There was a story in CNN Money last week about a 60-something part-time writer/librarian who cashed out all of the money she had in the stock market. Here’s what she did with it along with her reasoning behind the decision:
Now all my money is stashed in U.S. Treasuries, Treasury Inflation-Protected Securities (or TIPS bonds), and laddered CDs, which, in the years to come, I can count on to earn me essentially nada.
Why would I do this?
I once figured out exactly how much money I would need to live on — not lavishly, but comfortably — for the rest of my life. I promised myself that once I had that amount, I would actually do just that — take my money out of the market and live on it for the rest of my life.
Last week, I reached that goal.
It’s nice to see a feel-good retirement story every once and a while. The majority of what gets reported focuses on the crisis in retirement savings and how everyone will be living off bread and water for their remaining days upon retiring at age 86.

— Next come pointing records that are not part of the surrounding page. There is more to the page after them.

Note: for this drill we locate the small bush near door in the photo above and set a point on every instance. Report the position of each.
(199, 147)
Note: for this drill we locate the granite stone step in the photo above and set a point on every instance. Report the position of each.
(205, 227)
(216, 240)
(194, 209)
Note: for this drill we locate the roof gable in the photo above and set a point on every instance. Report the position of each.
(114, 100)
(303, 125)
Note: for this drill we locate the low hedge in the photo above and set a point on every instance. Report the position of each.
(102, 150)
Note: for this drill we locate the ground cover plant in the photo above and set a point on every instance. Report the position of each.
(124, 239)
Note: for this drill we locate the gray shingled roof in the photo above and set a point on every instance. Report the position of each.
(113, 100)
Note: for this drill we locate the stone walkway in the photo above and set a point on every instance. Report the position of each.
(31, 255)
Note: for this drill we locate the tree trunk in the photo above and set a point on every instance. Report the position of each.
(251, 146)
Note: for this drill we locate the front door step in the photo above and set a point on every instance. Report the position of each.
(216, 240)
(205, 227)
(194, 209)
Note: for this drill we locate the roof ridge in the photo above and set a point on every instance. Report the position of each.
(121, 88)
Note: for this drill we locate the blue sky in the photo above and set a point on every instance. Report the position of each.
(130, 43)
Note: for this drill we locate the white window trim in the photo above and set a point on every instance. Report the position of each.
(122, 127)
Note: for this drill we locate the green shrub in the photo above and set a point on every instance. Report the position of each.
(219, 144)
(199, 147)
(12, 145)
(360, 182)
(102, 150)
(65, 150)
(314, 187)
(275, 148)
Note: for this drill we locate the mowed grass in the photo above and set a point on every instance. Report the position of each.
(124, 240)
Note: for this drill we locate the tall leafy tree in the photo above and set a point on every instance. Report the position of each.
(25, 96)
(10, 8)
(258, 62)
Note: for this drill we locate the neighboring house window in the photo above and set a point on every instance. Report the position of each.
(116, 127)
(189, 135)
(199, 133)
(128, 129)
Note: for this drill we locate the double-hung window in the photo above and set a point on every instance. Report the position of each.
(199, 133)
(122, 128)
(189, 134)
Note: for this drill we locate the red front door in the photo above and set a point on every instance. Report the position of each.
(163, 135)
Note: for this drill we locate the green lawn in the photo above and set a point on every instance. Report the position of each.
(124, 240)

She did mention that it’s not a foregone conclusion she’ll be out of stocks forever. The markets are constantly tempting us but it sounds like she has the right attitude:
But if the market totally tanks tomorrow, you ask, and stocks become such a crazy bargain that I’d be a fool not to put at least some of my money back into that mutual fund that served me so well, wouldn’t I?
Of course I would! I’m no fool. Plus, the one thing I’ve learned about the market over the past three decades is “what goes down, eventually comes back up.” But until that happens, I’m staying put. And if it never happens? I’m still set.
I hate to nitpick but I guess that’s sort of my job as a financial blogger, so here goes…
I’m glad she’s given herself peace of mind with this decision. Once you’ve won the game, what’s the point of still playing? Investing in stocks is hard on the psyche from the periodic volatility and losses. I can see the appeal of getting out.
But my feeling has always been the more diversification you can give yourself as an investor the better. Even a small allocation to stocks can help in a number of ways. First, it can improve your results without impacting the volatility all that much:
This table shows how adding 10%, 20%, 30% and 40% in stocks would have looked against and all bond portfolio of intermediate duration bonds since the mid-1920s. You can safely ignore the absolute performance numbers in bonds. 5% per year in Treasuries is not happening from current interest rate levels. Instead, focus on the relative increase in returns and minor change in the volatility profile from adding just 10% or 20% in stocks.
Of course, volatility is not a risk in and of itself. Most investors are more worried about losing money, especially retirees. Here are the worst case scenarios (most of which occurred during the Great Depression) for these same allocations:
Again, adding even a 10% slice of stocks doesn’t make much of a difference from a risk profile perspective.
Of course, these returns are all nominal. Inflation is likely one of your biggest risks in retirement, especially when you consider that lifespans continue to increase.
One of the biggest benefits of investing in stocks is the fact that they provide a great inflation hedge. And that’s not only because stocks are the highest returning asset class. The income stream you receive from stocks is also a great tool to fight inflation. Since WWII, dividend growth has been close to double the rate of inflation.
Our retiree in this story is investing in TIPS, which will be helpful, but again, I say the more diversification the better. Diversification of income streams is a simple way to hedge your bets during retirement.
Regardless, getting to a place where you have enough money to hopefully live on for the rest of your life is obviously a good problem to have. What to do with that money is not always an easy question considering all of the unanswerables involved in retirement planning.
Do Stocks Diversify Bonds?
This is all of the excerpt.